The prominence of the TUMOR ROIs over the TUMOR + INF ROIs was also quantitatively confirmed in terms of performance reached by the predictive modes on the two types of ROIs, as shown in Table 2. For TUMOR + INF ROIs and TUMOR ROIs, an AUC value of 62.3% and 79.1%, a specificity value of 43.3% and 70.0%, a sensitivity value of 76.9% and 81.2%, an accuracy value of 53.4% and 73.2%, a precision value of 37.1% and 52.0%, a G-mean value of 57.7% and 75.4% were achieved, respectively. The corresponding ROC curves are depicted in Fig. 3A.

Table 2 Performance evaluation of the two AI-based models on investigational and validation cohorts, respectively. The metric values for the IC cohort are represented by a unique number according to the evaluation using a cross-validation scheme. The metric values for the VC cohort are expressed as median values and IRGs according to the evaluation using the training sets of the cross-validation scheme
Fig. 3
figure 3

ROC curves. (A) ROC curves related to the two AI models, analyzing tiles from TUMOR ROIs and TUMOR + INF ROIs on the IC cohort, respectively (B) ROC curves related to the two AI models, analyzing tiles from TUMOR ROIs and TUMOR + INF ROIs on the VC cohort, respectively. The curves are obtained by averaging the y-values over the values obtained on the VC cohort by using the diverse training sets of the cross-validation scheme in turn. The corresponding IRGs are represented as shaded areas

The models developed in this paper were finally tested on the external validation VC cohort of patients, reaching AUC value of 76.5% and 65.2%, a median accuracy value of 70.0% and 56.5%, a median sensitivity value of 66.7% and 41.6%, a median specificity value of 70.0% and 55.9%, a precision value of, 31.7% and 44.4%, and a median G-mean value of 68.6% and 52.4% for the TUMOR ROIs and TUMOR + INF ROIs, respectively. The resulting ROC curves are represented in Fig. 3B. These results are consistent with those reached on the IC cohort.
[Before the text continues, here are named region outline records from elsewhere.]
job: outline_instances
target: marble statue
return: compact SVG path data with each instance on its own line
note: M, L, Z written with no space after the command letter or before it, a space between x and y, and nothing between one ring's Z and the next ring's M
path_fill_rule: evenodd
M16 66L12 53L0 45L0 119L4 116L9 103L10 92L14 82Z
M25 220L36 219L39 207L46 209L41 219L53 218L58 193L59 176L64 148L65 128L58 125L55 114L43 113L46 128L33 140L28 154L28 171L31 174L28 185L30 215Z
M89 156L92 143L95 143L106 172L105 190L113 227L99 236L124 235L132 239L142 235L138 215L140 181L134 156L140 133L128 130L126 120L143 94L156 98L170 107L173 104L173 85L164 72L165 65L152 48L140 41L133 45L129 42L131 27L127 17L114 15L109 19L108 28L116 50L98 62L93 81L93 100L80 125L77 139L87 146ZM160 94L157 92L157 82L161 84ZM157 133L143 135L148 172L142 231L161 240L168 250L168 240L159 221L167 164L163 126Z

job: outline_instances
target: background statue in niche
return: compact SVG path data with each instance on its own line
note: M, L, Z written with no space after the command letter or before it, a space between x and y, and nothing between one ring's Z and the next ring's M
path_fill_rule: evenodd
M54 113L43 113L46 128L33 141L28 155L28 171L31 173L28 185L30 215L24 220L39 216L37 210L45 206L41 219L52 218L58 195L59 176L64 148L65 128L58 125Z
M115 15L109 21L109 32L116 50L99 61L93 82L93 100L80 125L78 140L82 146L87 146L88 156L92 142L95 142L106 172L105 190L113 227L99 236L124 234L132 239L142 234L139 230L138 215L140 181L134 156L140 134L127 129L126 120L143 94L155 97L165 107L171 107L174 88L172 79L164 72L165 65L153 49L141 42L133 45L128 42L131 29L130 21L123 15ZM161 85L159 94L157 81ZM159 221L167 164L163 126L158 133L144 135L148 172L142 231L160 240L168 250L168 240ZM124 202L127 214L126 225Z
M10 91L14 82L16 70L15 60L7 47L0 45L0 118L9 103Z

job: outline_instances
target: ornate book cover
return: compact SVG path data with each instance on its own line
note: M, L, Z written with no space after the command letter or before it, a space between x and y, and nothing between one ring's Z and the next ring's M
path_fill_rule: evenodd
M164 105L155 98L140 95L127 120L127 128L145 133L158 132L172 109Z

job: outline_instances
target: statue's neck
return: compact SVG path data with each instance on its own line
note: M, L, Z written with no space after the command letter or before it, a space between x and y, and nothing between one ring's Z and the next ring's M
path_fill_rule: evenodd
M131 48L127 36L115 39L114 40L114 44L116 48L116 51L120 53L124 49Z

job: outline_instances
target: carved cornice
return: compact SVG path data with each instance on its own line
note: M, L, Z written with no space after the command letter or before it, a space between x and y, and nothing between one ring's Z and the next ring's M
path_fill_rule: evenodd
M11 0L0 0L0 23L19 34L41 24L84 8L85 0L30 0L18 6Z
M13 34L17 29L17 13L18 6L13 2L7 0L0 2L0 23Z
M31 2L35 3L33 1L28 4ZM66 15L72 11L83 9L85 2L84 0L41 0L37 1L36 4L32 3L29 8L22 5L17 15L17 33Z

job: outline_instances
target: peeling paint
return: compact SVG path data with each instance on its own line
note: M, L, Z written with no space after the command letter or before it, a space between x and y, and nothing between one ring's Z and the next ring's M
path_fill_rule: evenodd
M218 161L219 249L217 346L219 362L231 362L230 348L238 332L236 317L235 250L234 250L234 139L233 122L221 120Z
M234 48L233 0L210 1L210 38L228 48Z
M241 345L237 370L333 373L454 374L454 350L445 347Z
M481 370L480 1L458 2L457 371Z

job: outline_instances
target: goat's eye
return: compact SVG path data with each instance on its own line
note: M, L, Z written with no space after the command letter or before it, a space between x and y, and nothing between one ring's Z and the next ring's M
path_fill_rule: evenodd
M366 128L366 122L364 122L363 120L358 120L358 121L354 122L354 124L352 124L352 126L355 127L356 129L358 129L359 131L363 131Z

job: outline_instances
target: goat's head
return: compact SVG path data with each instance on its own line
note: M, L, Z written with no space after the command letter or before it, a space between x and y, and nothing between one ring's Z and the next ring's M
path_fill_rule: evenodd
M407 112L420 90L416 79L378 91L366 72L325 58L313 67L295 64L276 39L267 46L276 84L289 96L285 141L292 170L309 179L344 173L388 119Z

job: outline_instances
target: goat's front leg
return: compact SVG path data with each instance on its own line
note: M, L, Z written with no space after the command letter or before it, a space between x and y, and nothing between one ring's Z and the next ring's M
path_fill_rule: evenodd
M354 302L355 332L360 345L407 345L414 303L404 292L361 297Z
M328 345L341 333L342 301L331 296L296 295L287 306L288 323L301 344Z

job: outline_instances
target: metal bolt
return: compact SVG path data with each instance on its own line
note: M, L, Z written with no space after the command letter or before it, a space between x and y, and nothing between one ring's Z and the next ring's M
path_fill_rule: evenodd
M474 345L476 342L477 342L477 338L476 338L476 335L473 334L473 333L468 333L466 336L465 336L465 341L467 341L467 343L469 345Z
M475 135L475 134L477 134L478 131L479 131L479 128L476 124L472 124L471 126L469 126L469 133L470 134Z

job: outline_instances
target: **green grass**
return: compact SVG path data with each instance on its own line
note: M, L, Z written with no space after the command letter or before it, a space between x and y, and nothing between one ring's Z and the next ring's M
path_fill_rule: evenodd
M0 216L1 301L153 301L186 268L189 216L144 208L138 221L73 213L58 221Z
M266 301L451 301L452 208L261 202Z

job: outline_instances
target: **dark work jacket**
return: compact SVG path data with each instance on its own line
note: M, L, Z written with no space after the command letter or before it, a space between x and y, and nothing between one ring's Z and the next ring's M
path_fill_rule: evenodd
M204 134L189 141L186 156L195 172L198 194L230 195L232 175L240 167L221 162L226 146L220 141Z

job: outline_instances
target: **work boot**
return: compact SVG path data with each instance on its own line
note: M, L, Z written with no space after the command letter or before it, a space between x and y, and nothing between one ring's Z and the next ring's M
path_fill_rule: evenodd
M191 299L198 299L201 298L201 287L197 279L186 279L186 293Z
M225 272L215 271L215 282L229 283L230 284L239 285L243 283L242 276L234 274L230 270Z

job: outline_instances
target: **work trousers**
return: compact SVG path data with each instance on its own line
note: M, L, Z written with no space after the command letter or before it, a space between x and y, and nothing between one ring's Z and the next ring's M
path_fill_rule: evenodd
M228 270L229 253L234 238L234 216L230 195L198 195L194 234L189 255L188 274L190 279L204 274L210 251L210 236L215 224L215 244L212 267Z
Finally, the statistical tests mentioned in the Methods Section were performed between RFS and each clinical factor to understand whether there was a relationship between the two variables: no association between RFS and the clinical factors emerged for the IC cohort (p > 0.05); a significant association of the RFS with stage was highlighted for the VC cohort (p = 0.0042). This result can be justified from the distribution of the recurrence cases in the diverse categories of the stage variable. The recurrence cases included in the IC cohort were distributed across all the categories of the stage variable: among the 20 recurrence cases, three belong to stage IB, nine to stage IIA, four to stage IIB, and four to stage IIC. Conversely, the six recurrence cases referred to the VC cohort are divided between stage IIA (one case) and stage IIC (five cases).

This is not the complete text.